I either confused you or helped you. Either way, I just saved you hundreds of dollars in late night real estate infomercials! ;)

E-mail me if you have any questions.

Regards

October 2, 2011

Cr1s @ 6:12 pm:

You're stuck. The 1039 rules refer to a "like kind" exchange, which if you start with real estate, ends up in real estate. But you have options: (a) Get a management company to run the place; they usually charge about 10% of the rent. (b) Sell the duplex, and put the proceeds into vacant land via a 1039 exchange. Basically no management hassles. (c) Sell the duplex, and buy rental property close to your new digs with a 1039 exchange. Then you can manage it yourself.

November 27, 2011

Jay S @ 7:46 pm:

Congratulations on researching before you make the jump! You can invest in real estate using other people's money whether or not you are a real estate agent. The only advantage the license gives you is access to a multiple listing service.

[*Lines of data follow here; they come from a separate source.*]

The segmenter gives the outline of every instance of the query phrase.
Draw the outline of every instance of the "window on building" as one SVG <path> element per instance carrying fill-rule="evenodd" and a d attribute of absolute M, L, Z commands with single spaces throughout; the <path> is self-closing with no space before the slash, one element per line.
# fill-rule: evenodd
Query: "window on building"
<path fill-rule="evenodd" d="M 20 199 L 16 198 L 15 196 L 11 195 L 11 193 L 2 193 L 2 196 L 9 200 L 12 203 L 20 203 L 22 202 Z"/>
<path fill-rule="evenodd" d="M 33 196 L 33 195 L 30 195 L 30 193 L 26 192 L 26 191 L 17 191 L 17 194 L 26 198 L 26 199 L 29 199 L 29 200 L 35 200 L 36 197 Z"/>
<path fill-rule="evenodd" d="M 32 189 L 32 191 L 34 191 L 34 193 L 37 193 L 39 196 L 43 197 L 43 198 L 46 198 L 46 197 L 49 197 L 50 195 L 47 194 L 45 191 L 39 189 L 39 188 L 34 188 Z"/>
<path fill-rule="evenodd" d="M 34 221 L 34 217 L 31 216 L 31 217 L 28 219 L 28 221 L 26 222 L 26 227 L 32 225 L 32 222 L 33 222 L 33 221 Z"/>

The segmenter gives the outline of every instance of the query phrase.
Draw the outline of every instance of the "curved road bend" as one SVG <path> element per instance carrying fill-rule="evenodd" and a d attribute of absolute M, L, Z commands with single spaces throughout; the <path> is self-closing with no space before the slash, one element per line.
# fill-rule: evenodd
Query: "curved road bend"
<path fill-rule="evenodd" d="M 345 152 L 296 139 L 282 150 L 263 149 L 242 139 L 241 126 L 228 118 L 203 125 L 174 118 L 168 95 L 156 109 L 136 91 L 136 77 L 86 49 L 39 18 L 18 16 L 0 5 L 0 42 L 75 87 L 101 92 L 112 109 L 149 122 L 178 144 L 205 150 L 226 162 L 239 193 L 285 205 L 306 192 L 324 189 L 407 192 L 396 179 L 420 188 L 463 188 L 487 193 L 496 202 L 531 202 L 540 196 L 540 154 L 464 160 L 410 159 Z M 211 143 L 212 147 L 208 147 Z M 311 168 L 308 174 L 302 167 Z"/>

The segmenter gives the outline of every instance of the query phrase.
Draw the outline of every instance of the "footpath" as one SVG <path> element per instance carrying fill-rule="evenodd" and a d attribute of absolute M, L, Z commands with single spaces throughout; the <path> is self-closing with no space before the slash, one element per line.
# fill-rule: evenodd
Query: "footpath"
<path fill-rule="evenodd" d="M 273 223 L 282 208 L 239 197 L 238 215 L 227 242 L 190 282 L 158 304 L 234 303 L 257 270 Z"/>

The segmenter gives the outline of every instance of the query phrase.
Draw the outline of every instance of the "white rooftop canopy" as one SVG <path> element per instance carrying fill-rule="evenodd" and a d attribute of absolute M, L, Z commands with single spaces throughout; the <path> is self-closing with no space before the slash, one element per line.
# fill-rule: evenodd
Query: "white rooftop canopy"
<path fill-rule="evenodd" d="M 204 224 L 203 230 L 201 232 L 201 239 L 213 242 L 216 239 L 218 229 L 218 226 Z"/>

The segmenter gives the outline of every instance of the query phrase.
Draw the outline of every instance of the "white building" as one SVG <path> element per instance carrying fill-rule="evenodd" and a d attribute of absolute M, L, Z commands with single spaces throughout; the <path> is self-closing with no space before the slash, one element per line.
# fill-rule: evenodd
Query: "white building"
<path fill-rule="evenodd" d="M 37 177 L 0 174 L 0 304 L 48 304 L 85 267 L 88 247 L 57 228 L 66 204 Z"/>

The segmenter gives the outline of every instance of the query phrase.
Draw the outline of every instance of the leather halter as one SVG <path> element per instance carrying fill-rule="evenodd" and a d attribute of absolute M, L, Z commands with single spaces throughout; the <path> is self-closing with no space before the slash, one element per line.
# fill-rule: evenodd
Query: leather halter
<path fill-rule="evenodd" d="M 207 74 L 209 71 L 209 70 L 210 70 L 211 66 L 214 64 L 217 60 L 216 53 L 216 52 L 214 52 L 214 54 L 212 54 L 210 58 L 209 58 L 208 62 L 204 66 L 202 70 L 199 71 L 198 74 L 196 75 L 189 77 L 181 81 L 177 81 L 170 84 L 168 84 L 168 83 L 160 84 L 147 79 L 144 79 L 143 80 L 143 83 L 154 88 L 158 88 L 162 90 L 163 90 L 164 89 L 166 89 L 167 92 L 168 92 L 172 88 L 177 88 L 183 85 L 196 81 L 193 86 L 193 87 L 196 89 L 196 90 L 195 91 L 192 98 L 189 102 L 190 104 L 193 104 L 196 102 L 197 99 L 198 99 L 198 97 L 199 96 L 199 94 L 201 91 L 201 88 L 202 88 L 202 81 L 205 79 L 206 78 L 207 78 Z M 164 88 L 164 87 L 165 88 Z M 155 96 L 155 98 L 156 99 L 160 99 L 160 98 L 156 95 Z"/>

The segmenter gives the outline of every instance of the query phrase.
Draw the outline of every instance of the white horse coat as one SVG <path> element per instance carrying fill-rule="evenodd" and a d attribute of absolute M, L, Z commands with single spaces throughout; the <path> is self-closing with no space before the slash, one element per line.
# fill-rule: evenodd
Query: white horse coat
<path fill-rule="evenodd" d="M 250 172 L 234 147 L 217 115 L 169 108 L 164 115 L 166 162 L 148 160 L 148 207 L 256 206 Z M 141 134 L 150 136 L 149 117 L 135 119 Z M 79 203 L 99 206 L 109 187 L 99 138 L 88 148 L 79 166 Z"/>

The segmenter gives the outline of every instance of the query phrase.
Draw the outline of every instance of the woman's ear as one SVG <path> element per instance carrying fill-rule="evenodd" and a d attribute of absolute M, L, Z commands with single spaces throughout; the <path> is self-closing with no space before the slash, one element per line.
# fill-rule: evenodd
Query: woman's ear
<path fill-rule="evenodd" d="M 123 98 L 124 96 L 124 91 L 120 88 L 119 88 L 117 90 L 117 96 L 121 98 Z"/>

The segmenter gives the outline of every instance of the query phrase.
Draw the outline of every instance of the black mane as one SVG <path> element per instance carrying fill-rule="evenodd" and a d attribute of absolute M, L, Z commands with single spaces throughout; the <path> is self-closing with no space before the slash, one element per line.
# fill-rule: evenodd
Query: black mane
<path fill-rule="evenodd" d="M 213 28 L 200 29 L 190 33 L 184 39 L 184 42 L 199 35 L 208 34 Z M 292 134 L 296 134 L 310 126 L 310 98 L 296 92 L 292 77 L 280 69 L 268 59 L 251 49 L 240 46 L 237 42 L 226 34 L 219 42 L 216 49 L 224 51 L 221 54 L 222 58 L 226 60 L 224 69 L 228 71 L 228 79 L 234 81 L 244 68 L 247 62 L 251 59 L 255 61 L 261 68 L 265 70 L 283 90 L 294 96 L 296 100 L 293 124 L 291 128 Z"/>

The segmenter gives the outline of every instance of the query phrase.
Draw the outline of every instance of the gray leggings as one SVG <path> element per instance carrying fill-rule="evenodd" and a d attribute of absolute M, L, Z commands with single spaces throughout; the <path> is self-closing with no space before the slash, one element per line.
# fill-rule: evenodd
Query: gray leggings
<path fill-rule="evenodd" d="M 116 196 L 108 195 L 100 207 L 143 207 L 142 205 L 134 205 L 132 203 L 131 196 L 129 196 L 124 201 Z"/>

You can also choose not to get your license and have real estate agents bring deals to you – FREE! They only get paid when you close on a deal. Seller financing is one of our specialties. When a seller financing deal happens, you can raise capital or borrow money to invest, and then when you sell or rent the property, you make enough to pay back what you owe and keep a profit. All with NO money out of your pocket. (that's a simplified outline but that's how seller financing works). Keep doing the research, but focus on what's for sale and what's selling in the area you're interested in. Knock on the doors, ask about the properties. The more you know about the area homes, the better prepared you will be to evaluate whether or not a deal is a good one or not.

Leave a Comment

You must be logged in to post a comment.